While Eleanor herself remained aloof from the revolutionary partisanship of 230-232, her students were among the most politically active of the Council members. Even after the disastrous events of 232, Eleanor only agreed to the prohibition on political service after much persuading, and then with the greatest reluctance. She was, however, a supporter of the Cholaeic diaspora, and while she chose herself to remain in Evasendia, she sent her followers both north and south to found the new covenants of the diaspora.
The first of the Council magi to recognize the significant shift in power represented by the Cholaeic diaspora, Eleanor actively encouraged her student Xyris to leave Evasendia upon her ascension to magehood. Her public statement that the new diaspora covenants were the proper place for the young and magically-innovative of the Order became well-known, causing tension between Eleanor and the Council Cristofereans, who were deeply concerned with the steady decline of the Council in the post-diaspora years.
Once again in keeping with her belief in the rights of magi to make their own decisions, Eleanor at first refused to comment on her filia Erix's apprenticeship of a male student in 235. Her followers divided on the issue, some of them reading her silence as consent, others as disapproval. When this divisiveness threatened to damage the unity of her House, however, Eleanor formally declared that men were not to be banned from House Eleanor.
Cristofer's death left Eleanor the sole surviving founder of the Cholaeic Order in 252. As such, she succeeded him as the Council's First Speaker, and she was particularly honored at the First Tribunal in 269. Shortly after the opening ceremonies, however, the long-vanished founder Lem reappeared and accused Eleanor of being both a theocrat and a natural grand-daughter of Isdanor. Dismissing the charges as ludicrous, Eleanor walked off the Tribunal in protest and returned to Evasendia. She refused the Tribunal's summons to return to Annalum to respond to the charges levelled against her later that year, but when she heard that a deputation of Savacion magi was on the way empowered to use force, if necessary, to bring her back to the Tribunal, she fled Evasendia along with her filia Erix.
As evidence mounted in favor of Lem's claims, a mixed group of magi from Houses Savacion and Lem set out in search of Eleanor.
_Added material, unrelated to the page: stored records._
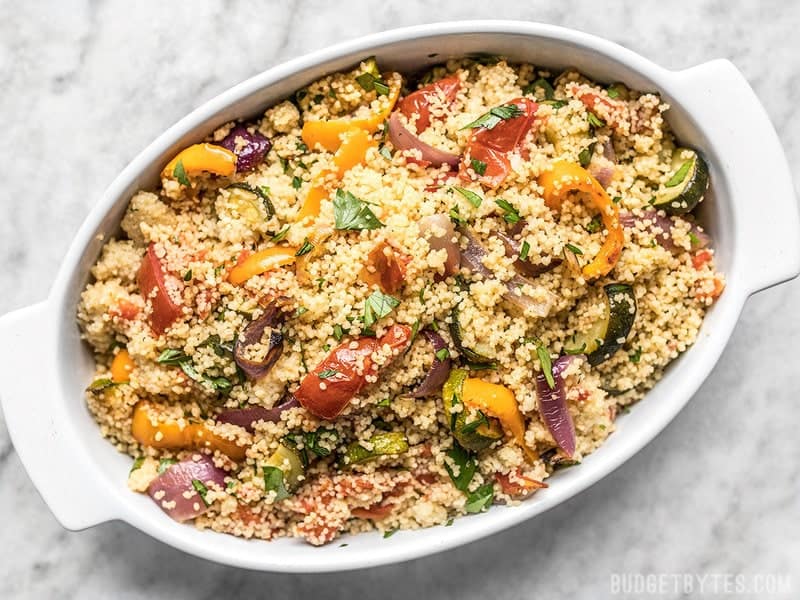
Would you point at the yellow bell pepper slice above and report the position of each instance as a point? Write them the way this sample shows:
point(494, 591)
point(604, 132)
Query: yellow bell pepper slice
point(261, 262)
point(499, 402)
point(171, 435)
point(328, 134)
point(204, 157)
point(121, 367)
point(353, 151)
point(566, 178)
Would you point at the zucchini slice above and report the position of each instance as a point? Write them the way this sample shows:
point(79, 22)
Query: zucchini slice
point(609, 333)
point(687, 185)
point(472, 429)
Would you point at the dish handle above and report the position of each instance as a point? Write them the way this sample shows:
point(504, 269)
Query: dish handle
point(767, 223)
point(36, 421)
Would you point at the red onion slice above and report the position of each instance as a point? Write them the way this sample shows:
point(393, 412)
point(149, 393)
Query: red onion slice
point(553, 406)
point(472, 260)
point(249, 154)
point(403, 139)
point(248, 417)
point(440, 369)
point(169, 490)
point(252, 334)
point(661, 227)
point(513, 247)
point(442, 242)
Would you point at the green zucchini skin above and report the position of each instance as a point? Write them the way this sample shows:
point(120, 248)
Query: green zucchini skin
point(602, 340)
point(684, 196)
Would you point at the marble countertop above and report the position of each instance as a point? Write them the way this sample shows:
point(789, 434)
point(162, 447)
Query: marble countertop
point(87, 84)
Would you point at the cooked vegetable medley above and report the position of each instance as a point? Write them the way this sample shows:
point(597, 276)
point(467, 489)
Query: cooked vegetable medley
point(395, 300)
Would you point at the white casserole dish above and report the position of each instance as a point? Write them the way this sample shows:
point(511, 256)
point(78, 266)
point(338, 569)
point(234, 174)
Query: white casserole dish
point(751, 213)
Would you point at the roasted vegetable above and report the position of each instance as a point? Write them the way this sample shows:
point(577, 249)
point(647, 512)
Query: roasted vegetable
point(472, 429)
point(608, 334)
point(687, 184)
point(567, 178)
point(380, 444)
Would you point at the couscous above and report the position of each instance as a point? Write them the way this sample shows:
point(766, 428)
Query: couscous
point(391, 301)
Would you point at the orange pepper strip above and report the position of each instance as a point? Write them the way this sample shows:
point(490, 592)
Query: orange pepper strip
point(353, 151)
point(170, 435)
point(121, 367)
point(565, 178)
point(261, 262)
point(328, 133)
point(201, 158)
point(499, 402)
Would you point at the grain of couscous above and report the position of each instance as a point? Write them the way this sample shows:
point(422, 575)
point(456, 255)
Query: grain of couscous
point(392, 301)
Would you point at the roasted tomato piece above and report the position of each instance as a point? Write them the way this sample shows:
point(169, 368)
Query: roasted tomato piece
point(419, 102)
point(327, 390)
point(491, 146)
point(153, 285)
point(385, 267)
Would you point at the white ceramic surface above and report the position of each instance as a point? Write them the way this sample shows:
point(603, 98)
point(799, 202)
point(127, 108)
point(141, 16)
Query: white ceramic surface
point(713, 110)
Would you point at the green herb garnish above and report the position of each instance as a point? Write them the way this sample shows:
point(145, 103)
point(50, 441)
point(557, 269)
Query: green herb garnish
point(524, 250)
point(465, 464)
point(510, 214)
point(201, 489)
point(499, 113)
point(679, 175)
point(274, 482)
point(478, 166)
point(377, 306)
point(350, 213)
point(305, 248)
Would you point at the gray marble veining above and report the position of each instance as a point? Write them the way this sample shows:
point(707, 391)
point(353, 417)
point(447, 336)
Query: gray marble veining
point(86, 85)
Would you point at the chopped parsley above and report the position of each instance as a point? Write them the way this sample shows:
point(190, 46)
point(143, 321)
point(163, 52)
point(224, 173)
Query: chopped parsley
point(594, 225)
point(636, 355)
point(98, 385)
point(594, 120)
point(478, 166)
point(377, 306)
point(350, 213)
point(524, 251)
point(680, 174)
point(327, 373)
point(510, 214)
point(370, 82)
point(480, 499)
point(280, 235)
point(179, 172)
point(201, 489)
point(274, 482)
point(305, 248)
point(471, 196)
point(465, 467)
point(499, 113)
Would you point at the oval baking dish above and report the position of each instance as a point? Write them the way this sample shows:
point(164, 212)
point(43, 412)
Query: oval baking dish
point(82, 478)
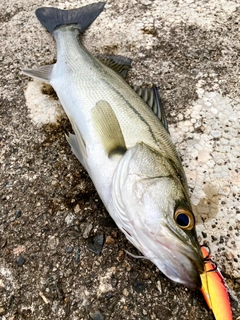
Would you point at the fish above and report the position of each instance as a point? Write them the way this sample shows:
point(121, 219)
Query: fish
point(214, 289)
point(121, 138)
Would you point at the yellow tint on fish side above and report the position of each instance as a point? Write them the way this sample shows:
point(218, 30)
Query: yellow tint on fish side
point(214, 290)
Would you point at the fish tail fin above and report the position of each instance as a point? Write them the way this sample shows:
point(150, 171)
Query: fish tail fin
point(51, 18)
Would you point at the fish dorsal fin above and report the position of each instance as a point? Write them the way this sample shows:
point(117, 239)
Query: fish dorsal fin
point(151, 97)
point(108, 129)
point(117, 63)
point(77, 144)
point(42, 73)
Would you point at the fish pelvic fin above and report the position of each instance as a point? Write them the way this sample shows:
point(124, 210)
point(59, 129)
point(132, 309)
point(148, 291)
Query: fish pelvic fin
point(77, 144)
point(52, 18)
point(42, 73)
point(108, 129)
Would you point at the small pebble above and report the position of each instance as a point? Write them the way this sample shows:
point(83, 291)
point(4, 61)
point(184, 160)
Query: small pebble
point(77, 255)
point(2, 311)
point(95, 243)
point(20, 261)
point(109, 240)
point(18, 213)
point(69, 249)
point(139, 286)
point(96, 316)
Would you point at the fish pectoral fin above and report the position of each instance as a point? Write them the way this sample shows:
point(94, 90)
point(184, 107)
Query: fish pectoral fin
point(117, 63)
point(77, 144)
point(42, 73)
point(108, 129)
point(151, 97)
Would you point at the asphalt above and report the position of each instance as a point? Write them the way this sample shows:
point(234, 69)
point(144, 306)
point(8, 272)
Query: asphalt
point(61, 255)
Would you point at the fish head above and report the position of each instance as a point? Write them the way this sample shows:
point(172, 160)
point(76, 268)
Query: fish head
point(154, 212)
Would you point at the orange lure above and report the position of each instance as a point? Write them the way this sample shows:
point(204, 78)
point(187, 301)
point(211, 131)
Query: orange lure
point(214, 289)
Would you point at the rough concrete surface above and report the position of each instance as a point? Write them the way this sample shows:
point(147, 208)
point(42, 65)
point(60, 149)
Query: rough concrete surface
point(50, 212)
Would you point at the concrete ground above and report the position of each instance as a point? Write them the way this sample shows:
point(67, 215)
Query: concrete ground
point(52, 222)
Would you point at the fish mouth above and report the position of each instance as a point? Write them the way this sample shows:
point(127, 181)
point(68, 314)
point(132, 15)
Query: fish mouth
point(189, 278)
point(182, 264)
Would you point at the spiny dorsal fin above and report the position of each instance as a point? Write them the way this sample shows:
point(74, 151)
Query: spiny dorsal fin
point(51, 18)
point(42, 73)
point(118, 63)
point(151, 97)
point(108, 129)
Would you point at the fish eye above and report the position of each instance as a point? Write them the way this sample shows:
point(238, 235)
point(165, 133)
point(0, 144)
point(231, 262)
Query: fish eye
point(184, 218)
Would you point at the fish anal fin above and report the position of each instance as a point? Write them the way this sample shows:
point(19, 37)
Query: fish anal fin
point(108, 129)
point(152, 98)
point(118, 63)
point(42, 73)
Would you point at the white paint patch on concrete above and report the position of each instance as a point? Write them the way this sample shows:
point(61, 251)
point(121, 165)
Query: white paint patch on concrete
point(6, 279)
point(105, 281)
point(42, 108)
point(209, 143)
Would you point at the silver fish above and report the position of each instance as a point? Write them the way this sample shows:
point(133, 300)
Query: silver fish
point(122, 140)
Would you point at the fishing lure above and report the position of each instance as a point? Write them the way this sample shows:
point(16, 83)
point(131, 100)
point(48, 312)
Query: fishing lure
point(214, 288)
When she was captured by them in 270, she consented to submit to the test of the Seat of Tyr. The test, which was administered by her accuser Lem, killed her in a manner which left no doubt in the minds of witnesses that she had, indeed, been both a theocrat and a grand-daughter of Isdanor; and confronted by this final proof of her guilt, and also by the growing body of evidence of an Eleanorean plot to dominate the Order through theocratic means, the Order embarked on a purge of all of Eleanor's descendants and their allies. House Eleanor was utterly destroyed by the end of 271.
All of the writings and creations of House Eleanor have been destroyed, and Eleanor's name is often omitted in the list of the founders of the Order.
She taught four students,
- Merula (E2), until 198
- Fucina, later Melia (E3/Mel1), from 198 to 211
- Ascia (E5), from 206 to 219
- Erix (E6), from 216 to 229
and also completed the training of Ascia's orphaned student Xyris from 223 to 235.